Moms, as much as we want to be, we are not self-sufficient. We cannot adequately provide for the needs of our husband, children, and homes if we do not stop to replenish ourselves. Only God can sustain our constantly giving ourselves without taking time to be rejuvenated. We cannot be gods in our home assuming that we can constantly give, give, give. We must acknowledge that our bodies, spirits, minds, and yes, even patience levels have a limit.

There is no guilt in saying, “I need a break.” Yes, I do take a break. And, yes, I get a personal thrill at seeing my kids come running to the door to see me after I have been away. And when I see a woman looking at nothing in particular at a coffee shop, I no longer think it is odd. I just assume she is probably savoring the joy of not being needed for a moment.

Do you take regular time alone?

Comments

  1. I try to plan for and then truly savor the moments I’m not needed. They’re beautiful!

    • Johanna says:

      Truly savoring is so important. Otherwise the time flies by and it hasn’t really been refreshing!

  2. Kristin says:

    I left Owen in the nursery yesterday, and he slept through the whole morning service! I got to worship with my church family again (first time since the week before Easter!) and it was wonderful! Just that one hour did me so much good. :)

  3. elva farrell says:

    I love the picture!!

  4. You are so right on. I’m thankful that I got to be home with my kids full time. But FULL TIME can be draining when we don’t have a chance to get away and recharge. And the symptoms you listed for mom-fatigue? Yep. Been there. Lots of times. For me, it got easier as the kids got older. And I’m totally loving the mom-season I’m in right now. The fatigue thing doesn’t set it nearly as much anymore. Whew!

  5. Heather C says:

    Thank you for this post. It is exactly what I’ve been needing to read. My uncle is getting married on June 2 in Memphis and I have an opportunity to go without my kids and husband (I would be gone for the entire weekend). I would be riding with my parents and sister so I wouldn’t be completely alone but I have been struggling with making my decision on whether I should go or not. I have been feeling guilty about even considering going even though my husband is encouraging me to go. I have been praying for help in making my decision and after reading your post I’m pretty sure I’ve made up my mind that I am going to go. Thank you.

    • Johanna says:

      I definitely hope you can go! I do, though, completely understand your struggle! I have so been there! One thing that has helped is knowing how good it is for my kids as well.

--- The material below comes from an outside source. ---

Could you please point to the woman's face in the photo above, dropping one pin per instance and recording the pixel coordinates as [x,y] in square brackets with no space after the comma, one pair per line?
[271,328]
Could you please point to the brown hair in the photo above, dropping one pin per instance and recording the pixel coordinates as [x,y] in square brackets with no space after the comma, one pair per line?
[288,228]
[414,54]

We are ALL more refreshed after a little break.

      I hope you find your weekend a benefit for all of you. Thanks for sharing!

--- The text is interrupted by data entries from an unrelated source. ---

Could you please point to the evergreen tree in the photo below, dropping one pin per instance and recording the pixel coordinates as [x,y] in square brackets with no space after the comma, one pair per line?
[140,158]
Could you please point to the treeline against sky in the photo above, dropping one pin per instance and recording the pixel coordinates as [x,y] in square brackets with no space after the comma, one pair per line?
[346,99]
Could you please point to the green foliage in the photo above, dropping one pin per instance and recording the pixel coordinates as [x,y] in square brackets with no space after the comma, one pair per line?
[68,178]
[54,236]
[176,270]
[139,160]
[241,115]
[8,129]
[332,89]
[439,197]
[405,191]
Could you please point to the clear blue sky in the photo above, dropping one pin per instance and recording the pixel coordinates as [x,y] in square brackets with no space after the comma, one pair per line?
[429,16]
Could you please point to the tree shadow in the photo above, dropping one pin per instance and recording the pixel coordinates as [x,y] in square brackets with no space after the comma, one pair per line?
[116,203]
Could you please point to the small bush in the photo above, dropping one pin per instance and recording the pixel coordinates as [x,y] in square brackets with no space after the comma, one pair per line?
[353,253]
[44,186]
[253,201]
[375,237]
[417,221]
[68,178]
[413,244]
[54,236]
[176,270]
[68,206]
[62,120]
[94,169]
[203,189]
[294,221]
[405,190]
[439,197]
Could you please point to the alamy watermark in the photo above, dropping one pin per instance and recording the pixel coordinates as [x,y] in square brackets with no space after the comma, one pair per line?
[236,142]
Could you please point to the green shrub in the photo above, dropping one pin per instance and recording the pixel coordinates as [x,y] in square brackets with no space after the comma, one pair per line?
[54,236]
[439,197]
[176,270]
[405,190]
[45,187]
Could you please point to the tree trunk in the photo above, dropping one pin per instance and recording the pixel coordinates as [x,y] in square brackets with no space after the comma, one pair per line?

  6. I, unfortunately had “mom fatigue” and didn’t realize I needed a break until it turned into depression. Then I saw that I needed time away, but it was too late. It didn’t help me. Thankfully I started going to a counselor who helped me see that I was clinically depressed. I am now on medication, continuing counseling and listening to myself to learn my limits. I enjoy my children and my life again :-)

    • Johanna says:

      Rachel, thank you so much for adding your perspective. This is a very needed warning. Many of us moms think we can run on endless energy.
      I’m so glad that you are on the road to recovery and enjoying your family once again.

  7. Kristy Stewart says:

    Thank you so much for this post. I’m printing it off to share with a friend (she doesn’t have consistent internet access). It is so hard for us as moms to take a break when we need one because we feel it will make us even further behind. Ye,t when we don’t, it only compounds the problems. Thanks again. I’ve been enjoying your blog.